Dial Up (Windows Media Player) 

Broadband (Real Player) 

I had fun and I enjoyed meeting everyone. Walking the pier four times was murder. I missed getting shots of the winning fish, so if anyone has them please post them for everyone to see.


----------



## FL FISHERMAN (Sep 30, 2002)

Nice video. It looks great we appreciate everything you did to help us out on Sat. It was great meeting you, Longcaster, Aero993 and Summerplay! Looking forward to seeing you again. Thanks!


----------



## catman (May 28, 2001)

LongRanger...Thanks for taking the time to produce that excellent video. I hope that all the regional boards have a chance to view it and see what can be done to keep their favorite clean. Hope to see you again.

Catman.


----------



## Hat80 (Sep 22, 2002)

*Thanks LongRanger,*

Great job on the video. I hope this gets the message to all how important it is to keep our spaces cleaned up. Hope to meet you again soon.

I'm going to post a link to the videos with the photos if thats ok with you.
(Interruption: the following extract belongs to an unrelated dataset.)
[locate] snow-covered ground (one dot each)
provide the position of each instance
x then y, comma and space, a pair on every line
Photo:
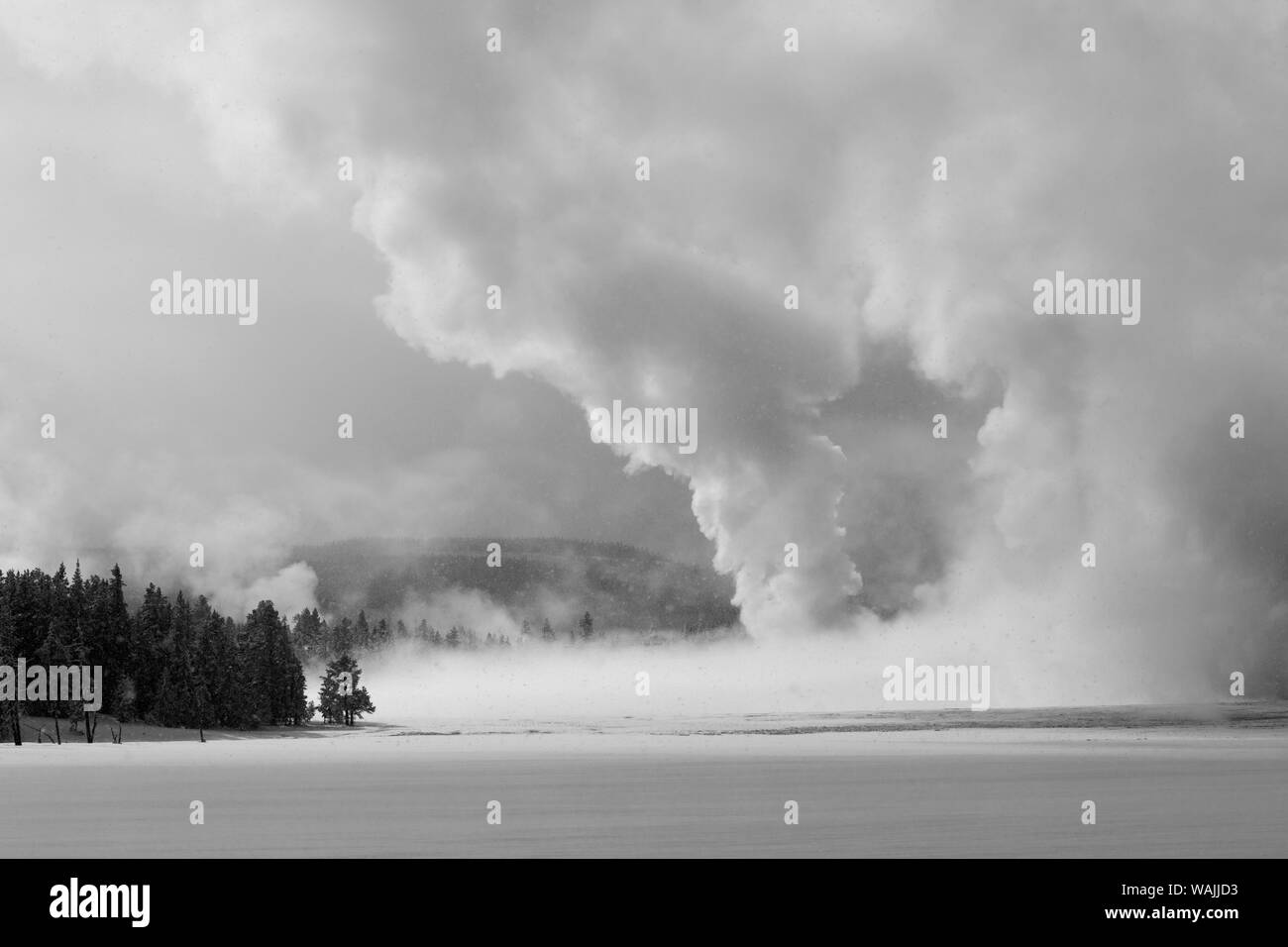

Again thanks, Hat80


__________________


----------



## WarMachine (Mar 7, 2003)

*Great Video*

Great camera work LongRanger. i look forward to seeing you at the fishing tournament.

MC


----------



## Orest (Jul 28, 2003)

I wasn't there but my hats off to you all for a job well done.


----------



## BigJeff823 (Oct 14, 2002)

Theres no trash in the pitures good job;wish I was there.I had to work that day:barf:


----------



## shaggy (Jun 18, 2003)

Thanks for the video, what a "TEAM" event.


----------



## Summerplay (Aug 26, 2002)

Great video,applause to everyone for a job well done. It was great meeting everyone, until we meet again. 

Summerplay


----------